El urbanismo era otra cosa. Nos lo enseñaron como técnica multidisciplinar, capaz de aglutinar los conocimientos de arquitectos, economistas, sociólogos, geógrafos, abogados y toda una pléyade de gente interesada en estudiar el crecimiento armónico y racional de las ciudades. La tarea, sin duda compleja, consistía en encajar las piezas de la ciudad de modo que todas ellas cobraran sentido en función de su relación con las otras. Se debía estudiar la dimensión precisa de las casas, los parques, las plazas, de modo que fueran habitables; diseñar lugares donde las personas pudieran pasear sin obstáculos; combinar viviendas y comercios, pequeños talleres y tiendas de artesanos (¿por qué los zapateros, relojeros, tapiceros… son hoy especies en peligro de extinción?); construir espacios para vivir, no vivir en función del espacio residual que quedase tras su consumo. El urbanismo era, en cierto modo, una consecuencia lógica de la lucha sin cuartel que el hombre moderno ha planteado frente al uso abusivo del espacio vital, promovido por uno de los mercados más salvajes de todos: el mercado de suelo.
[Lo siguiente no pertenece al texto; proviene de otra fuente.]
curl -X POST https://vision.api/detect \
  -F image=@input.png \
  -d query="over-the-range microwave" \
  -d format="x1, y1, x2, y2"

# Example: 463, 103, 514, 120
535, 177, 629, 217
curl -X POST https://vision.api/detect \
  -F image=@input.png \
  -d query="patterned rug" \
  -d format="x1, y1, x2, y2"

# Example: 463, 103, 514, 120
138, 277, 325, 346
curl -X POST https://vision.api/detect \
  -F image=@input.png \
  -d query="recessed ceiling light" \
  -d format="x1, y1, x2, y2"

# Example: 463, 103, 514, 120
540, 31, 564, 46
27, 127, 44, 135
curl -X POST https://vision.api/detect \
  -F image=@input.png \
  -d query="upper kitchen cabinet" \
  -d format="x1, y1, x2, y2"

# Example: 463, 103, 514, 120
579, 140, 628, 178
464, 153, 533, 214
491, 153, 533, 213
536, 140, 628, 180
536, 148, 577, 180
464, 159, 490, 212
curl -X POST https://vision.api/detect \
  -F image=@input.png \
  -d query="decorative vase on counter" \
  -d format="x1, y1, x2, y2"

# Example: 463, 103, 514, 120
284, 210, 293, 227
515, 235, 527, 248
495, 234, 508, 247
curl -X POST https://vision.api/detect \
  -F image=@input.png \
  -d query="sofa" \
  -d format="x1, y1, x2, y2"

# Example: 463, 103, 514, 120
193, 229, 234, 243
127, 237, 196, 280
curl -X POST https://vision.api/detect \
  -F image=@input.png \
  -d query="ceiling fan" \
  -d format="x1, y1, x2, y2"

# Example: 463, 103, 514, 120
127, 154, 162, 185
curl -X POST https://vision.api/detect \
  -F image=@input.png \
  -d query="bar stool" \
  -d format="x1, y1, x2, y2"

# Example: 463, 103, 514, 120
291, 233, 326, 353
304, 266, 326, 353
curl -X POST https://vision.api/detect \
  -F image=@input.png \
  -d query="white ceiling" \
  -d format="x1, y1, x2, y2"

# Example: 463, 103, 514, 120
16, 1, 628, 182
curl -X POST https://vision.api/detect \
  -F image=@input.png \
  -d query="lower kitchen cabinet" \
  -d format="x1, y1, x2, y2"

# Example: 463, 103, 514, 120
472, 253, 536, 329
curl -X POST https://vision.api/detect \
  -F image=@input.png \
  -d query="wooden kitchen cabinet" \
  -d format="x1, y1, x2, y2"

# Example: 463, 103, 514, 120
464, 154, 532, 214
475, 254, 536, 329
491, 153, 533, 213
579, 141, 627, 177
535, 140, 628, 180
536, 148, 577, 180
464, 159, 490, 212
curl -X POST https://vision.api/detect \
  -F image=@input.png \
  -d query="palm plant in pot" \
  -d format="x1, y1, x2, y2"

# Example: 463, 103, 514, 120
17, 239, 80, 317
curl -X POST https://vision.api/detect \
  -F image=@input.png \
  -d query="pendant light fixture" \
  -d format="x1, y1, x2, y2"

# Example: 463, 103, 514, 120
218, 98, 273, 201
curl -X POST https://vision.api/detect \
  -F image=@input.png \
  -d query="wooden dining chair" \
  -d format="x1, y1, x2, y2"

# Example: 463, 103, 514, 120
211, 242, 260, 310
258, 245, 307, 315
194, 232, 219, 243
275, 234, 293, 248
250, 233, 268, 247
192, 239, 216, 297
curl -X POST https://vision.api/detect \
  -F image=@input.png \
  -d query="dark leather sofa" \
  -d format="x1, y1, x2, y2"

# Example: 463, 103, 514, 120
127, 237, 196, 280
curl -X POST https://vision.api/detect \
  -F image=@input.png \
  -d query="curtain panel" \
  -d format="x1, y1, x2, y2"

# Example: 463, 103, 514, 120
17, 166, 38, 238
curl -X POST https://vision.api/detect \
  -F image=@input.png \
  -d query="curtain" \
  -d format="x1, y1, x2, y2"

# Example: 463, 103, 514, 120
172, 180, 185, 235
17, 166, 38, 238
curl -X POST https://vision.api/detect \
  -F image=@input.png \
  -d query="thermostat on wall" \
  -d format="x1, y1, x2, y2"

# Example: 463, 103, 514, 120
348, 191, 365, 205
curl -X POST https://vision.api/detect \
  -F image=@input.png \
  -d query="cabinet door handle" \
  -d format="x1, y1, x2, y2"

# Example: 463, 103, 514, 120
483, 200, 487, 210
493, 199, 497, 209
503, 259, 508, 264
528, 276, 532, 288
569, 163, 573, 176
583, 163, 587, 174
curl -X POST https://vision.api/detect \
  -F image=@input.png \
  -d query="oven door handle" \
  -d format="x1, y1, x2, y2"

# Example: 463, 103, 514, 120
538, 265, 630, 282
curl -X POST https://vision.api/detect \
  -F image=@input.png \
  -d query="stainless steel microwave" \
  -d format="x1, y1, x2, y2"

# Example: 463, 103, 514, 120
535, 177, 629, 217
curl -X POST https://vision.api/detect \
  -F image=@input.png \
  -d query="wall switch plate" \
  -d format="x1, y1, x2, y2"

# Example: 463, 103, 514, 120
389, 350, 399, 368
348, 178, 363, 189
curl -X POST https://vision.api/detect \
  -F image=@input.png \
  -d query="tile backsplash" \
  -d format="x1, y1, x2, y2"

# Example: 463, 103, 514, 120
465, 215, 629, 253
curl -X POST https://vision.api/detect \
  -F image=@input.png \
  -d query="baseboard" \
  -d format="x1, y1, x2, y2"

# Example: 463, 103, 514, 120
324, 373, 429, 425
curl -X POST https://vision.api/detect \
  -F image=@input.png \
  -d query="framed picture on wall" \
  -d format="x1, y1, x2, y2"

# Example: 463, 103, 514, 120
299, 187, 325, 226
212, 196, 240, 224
¿Qué ha ocurrido para que, de un tiempo a esta parte, el debate sobre el urbanismo se haya torcido? Sin duda, la voracidad desenfrenada de unos pocos empresarios dedicados a la promoción inmobiliaria. Esa búsqueda inmediata del éxito económico ha provocado que se abriera una carrera en la construcción de grandes complejos llamados a cubrir el ocio de otros, ajenos por completo al devenir de las ciudades (normalmente de tamaño pequeño o muy pequeño) llamadas a albergarlos. El último de ellos, de grandes cifras y no menos grandes millones de metros cuadrados, dice en su propaganda que construirá réplicas a escala de grandes ciudades europeas como París o Venecia, y ofrecerá visitas virtuales a sus atractivos turísticos.
Todo un círculo que se cierra: un territorio, un paisaje, un modo de vida es abierto en canal por una ciudad nueva que le es por completo ajena, y transformado en otra cosa no encuentra lugares de apoyo, hasta el punto de venderse como ciudad virtual. Si un municipio de diez mil habitantes proyecta viviendas para albergar cincuenta mil, es que algo falla en el sistema. La ciudad no necesitaba replicarse para sobrevivir, su desarrollo armónico y racional no precisaba quintuplicarse. Antes al contrario, cualquier estudio sensato te haría ver que dicho crecimiento desmesurado era contraproducente. El urbanista precisamente te diría que estás consumiendo un bien por definición escaso e imposible de producir. Una vez agotado el territorio, ¿qué nos queda? Aunque parezca un contrasentido, queda un vacío inconmensurable, la sensación de que un ciclo de vida se apaga bajo los nuevos altares de hormigón.